In der trockenen Landschaft von Kiliminsige Kebele, Dolo Ado Woreda, in der Somali-Region Äthiopiens, zeigt die Geschichte von Mumow Elemey Elekey und ihrer Familie, wie viel rechtzeitige Unterstützung bewirken kann, wenn sie die Menschen erreicht, bevor eine Katastrophe eintritt. 

Mehr als dreissig Jahre lang bauten Mumow und ihr Mann Idagey Abdulle Gubow ein Leben auf, das von Liebe, Arbeit und Widerstandsfähigkeit geprägt war. Gemeinsam zogen sie fünf Kinder, zwei Söhne und drei Töchter, auf einem kleinen, ein Hektar grossen Bauernhof auf. Sie bauten Mais für ihren Eigenbedarf an, verkauften Tomaten und Zitronen auf dem lokalen Markt und züchteten eine kleine Ziegenherde. Das Leben war hart, aber es war erfüllt von Sinn. 

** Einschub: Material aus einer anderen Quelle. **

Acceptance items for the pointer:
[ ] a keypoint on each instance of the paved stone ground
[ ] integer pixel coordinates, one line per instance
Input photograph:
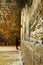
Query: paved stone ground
(10, 56)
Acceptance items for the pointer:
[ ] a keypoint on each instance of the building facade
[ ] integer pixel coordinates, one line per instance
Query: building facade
(9, 21)
(32, 33)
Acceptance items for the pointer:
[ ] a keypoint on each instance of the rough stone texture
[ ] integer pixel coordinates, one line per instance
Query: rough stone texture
(10, 56)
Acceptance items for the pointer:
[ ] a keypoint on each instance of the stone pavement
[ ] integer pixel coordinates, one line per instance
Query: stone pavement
(10, 56)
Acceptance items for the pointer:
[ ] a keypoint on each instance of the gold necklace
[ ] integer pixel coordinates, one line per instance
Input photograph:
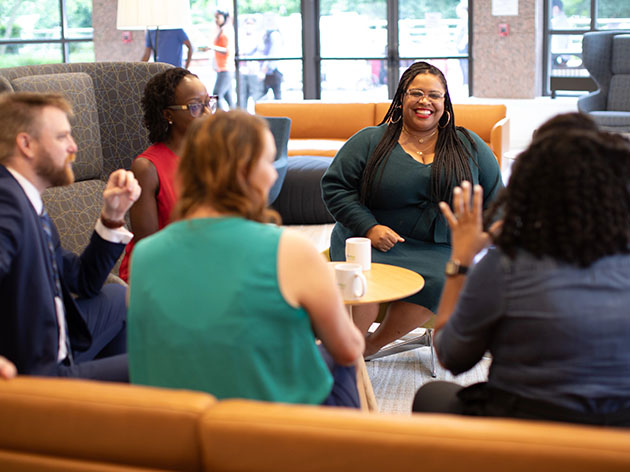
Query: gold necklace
(421, 140)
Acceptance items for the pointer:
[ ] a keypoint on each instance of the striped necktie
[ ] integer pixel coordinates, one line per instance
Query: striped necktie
(47, 227)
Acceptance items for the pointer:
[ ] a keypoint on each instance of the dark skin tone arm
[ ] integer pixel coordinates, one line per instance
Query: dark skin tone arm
(143, 214)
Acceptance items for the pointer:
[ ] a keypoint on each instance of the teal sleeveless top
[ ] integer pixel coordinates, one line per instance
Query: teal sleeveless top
(206, 313)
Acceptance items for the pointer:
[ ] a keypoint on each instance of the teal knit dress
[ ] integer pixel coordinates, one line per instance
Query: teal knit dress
(206, 313)
(403, 202)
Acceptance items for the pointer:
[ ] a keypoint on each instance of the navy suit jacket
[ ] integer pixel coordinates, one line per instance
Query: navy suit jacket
(28, 321)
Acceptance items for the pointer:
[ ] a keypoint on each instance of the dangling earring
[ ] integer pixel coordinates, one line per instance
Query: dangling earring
(396, 121)
(447, 121)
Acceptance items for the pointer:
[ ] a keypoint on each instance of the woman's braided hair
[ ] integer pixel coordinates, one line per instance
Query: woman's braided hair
(158, 94)
(569, 194)
(450, 165)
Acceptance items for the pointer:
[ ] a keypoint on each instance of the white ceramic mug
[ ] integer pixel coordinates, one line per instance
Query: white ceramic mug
(359, 251)
(351, 281)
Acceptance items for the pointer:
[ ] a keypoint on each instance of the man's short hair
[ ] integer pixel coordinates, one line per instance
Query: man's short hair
(19, 112)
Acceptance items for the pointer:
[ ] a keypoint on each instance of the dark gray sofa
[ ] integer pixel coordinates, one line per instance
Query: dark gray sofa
(107, 127)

Dann kam der Sturz, der alles veränderte: Vor zehn Jahren erlitt Idagey einen schweren Unfall. Er stürzte von einem Bajaj, einem dreirädrigen Motorroller, und zog sich schwere Verletzungen an der Wirbelsäule und ein gebrochenes Bein zu. Trotz der Behandlung im Dolo Ado Hospital blieb er bettlägerig, konnte weder gehen noch sprechen. In einem einzigen Moment wurde das Fundament der Familie erschüttert, und die gesamte Verantwortung lastete auf den Schultern seiner Frau. 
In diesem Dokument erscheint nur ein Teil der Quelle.